Here, .export command is used to setup the export. csv option specifies that the output is going to be in CSV format. myfile.csv is the output file. In the interactive mode, the output file path is relative to the current directory. In the script mode, the path is relative to the script that contains the command.

Jaqy has an extensible framework for handling different types of paths. With jaqy-s3 plugin, it is also possible to export to S3 bucket. The current implementation of jaqy-s3 writes to a local temporary file first and then upload to the S3 bucket. The following example is similar to the above, just with the path changed to an S3 URI instead of a local file.

.export csv s3://mybucket/myfile.csv
FROM MyTable

Export Binary and Character Data Files

CSV exporter allows the possibility of exporting certain columns of data as separate files. To facilitate the file name generation, a simple approach of using printf format is used.

For example, the following exports column 2 and 3 into files named 01.bin, 02.bin etc. The encoding for character data is UTF-16LE. The path is relative to the csv file.

.export csv -n %02d.bin -e UTF-16LE -f 2 -f 3 file1.csv

It is possible to have different naming patterns for each column. The counter in this case would not be shared.

For example, the following exports the 2nd column into files named 0001.txt, 0002.txt etc, while the 3rd column gets exported into files named IMG0001.png, IMG0002.png, etc.

.export csv -n %04d.txt -e UTF-8 -f2 -n IMG%04d.png -f3 file1.csv

Importing CSV

The following example shows a simple CSV data import. .import command is used to setup the data import. For csv type, -h option specifies that the CSV file has a header row.

.import csv -h myfile.csv
INSERT INTO MyTable VALUES (?, ?, ?);

The above syntax using ? to do the import based on the position. It is possible to change the column order by using {{ and }} to specify the names.

.import csv -h myfile.csv
INSERT INTO MyTable VALUES ({{col1}}, {{col2}}, {{col3}});

Again, it is possible to access S3 bucket. Unlike the exporting case, the file can be directly imported.

.import csv -h s3://mybucket/myfile.csv
INSERT INTO MyTable VALUES ({{col1}}, {{col2}}, {{col3}});

You can also specify http or https URLs for data import.

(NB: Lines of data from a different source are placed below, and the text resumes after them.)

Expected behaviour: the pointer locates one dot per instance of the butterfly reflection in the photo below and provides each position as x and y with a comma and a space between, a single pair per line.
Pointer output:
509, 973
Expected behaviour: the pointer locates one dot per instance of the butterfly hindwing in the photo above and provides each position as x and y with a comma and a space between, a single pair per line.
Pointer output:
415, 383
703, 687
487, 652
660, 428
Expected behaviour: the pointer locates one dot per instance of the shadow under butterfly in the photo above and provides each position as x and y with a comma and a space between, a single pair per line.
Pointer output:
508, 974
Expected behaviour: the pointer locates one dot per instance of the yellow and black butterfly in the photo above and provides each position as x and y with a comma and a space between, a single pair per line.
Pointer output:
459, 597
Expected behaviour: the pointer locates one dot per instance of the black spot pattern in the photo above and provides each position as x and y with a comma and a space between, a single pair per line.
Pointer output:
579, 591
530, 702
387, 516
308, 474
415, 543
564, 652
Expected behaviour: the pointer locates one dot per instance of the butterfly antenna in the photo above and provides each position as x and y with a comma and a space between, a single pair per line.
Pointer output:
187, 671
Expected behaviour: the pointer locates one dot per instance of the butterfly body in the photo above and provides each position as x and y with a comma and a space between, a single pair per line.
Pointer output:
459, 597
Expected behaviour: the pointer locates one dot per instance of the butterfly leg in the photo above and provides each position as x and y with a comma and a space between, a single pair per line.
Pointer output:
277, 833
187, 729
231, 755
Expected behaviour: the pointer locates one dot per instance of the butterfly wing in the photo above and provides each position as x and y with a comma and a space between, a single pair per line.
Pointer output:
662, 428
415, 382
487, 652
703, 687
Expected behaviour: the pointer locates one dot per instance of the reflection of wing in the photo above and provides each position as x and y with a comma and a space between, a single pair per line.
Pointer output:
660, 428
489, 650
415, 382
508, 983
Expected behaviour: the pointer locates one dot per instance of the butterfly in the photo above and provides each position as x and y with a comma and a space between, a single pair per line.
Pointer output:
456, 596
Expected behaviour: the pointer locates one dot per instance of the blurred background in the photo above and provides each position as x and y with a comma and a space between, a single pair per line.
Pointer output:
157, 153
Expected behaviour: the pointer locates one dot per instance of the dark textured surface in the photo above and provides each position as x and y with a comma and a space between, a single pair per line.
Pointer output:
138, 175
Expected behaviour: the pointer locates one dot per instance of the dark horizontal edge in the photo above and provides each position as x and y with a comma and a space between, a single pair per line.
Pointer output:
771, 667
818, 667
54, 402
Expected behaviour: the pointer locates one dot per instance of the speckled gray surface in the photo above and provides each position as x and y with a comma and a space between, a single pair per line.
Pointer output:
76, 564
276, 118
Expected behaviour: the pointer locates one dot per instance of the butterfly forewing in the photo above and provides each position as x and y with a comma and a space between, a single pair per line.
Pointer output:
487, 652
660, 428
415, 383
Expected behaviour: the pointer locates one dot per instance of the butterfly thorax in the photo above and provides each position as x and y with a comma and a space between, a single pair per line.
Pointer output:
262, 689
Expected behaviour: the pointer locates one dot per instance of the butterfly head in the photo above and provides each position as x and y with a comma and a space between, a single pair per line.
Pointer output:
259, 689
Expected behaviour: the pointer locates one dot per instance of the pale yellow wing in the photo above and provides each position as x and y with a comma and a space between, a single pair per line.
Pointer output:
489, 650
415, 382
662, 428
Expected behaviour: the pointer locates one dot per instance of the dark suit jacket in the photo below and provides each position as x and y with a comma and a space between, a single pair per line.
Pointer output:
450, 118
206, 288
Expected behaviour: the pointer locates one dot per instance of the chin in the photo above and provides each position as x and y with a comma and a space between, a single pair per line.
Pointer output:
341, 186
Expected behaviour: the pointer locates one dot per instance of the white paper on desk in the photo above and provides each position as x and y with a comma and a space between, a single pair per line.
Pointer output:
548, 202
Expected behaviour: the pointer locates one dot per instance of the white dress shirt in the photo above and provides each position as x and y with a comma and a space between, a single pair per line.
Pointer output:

.import csv -h https://introcs.cs.princeton.edu/java/data/surnames.csv
INSERT INTO MyTable VALUES ({{col1}}, {{col2}}, {{col3}});

Importing Binary and Character Data Files

Much like the CSV export, it is possible to specify that values for certain entries are the file names that contains the data for import.

In this example, the column 2 is treated as character data from a file, while the column 3 is treated as binary data from a file. The file names are path relative to the csv file.

.import csv -h -e UTF-16LE -j2 -k3 file1.csv
INSERT INTO MyTable VALUES (?, ?, ?);

Automatic Schema Discovery

Jaqy has a schema detection mechanism that allows SQL schema to be inferred from the import. You can use it to directly import the data without trying to figure out of the schema yourself. It is mostly for convenience, and not guaranteed to work in all cases.

.import csv -h -f https://introcs.cs.princeton.edu/java/data/surnames.csv
.importtable surnames

Direct Inter-Database Data Transfer

Jaqy has a fairly unique feature of allowing direct inter-database data transfer. You can see from the example below. Two sessions (see .session) are used. Then one session export to pipe, while the other session import from pipe.

.session 0

-- PostgreSQL large data set export settings

.set autocommit off
.set fetchsize 50
.export pipe

.session 1

.import pipe
.set batchsize 50
INSERT INTO TextTable VALUES (?, ?, ?, ?);

The example here intentionally made batch size and fetch size small to illustrate the functionality. Usually, one needs to consider the amount of memory for holding the ResultSet and the amount of the memory needed to submit the data. See large data set handling.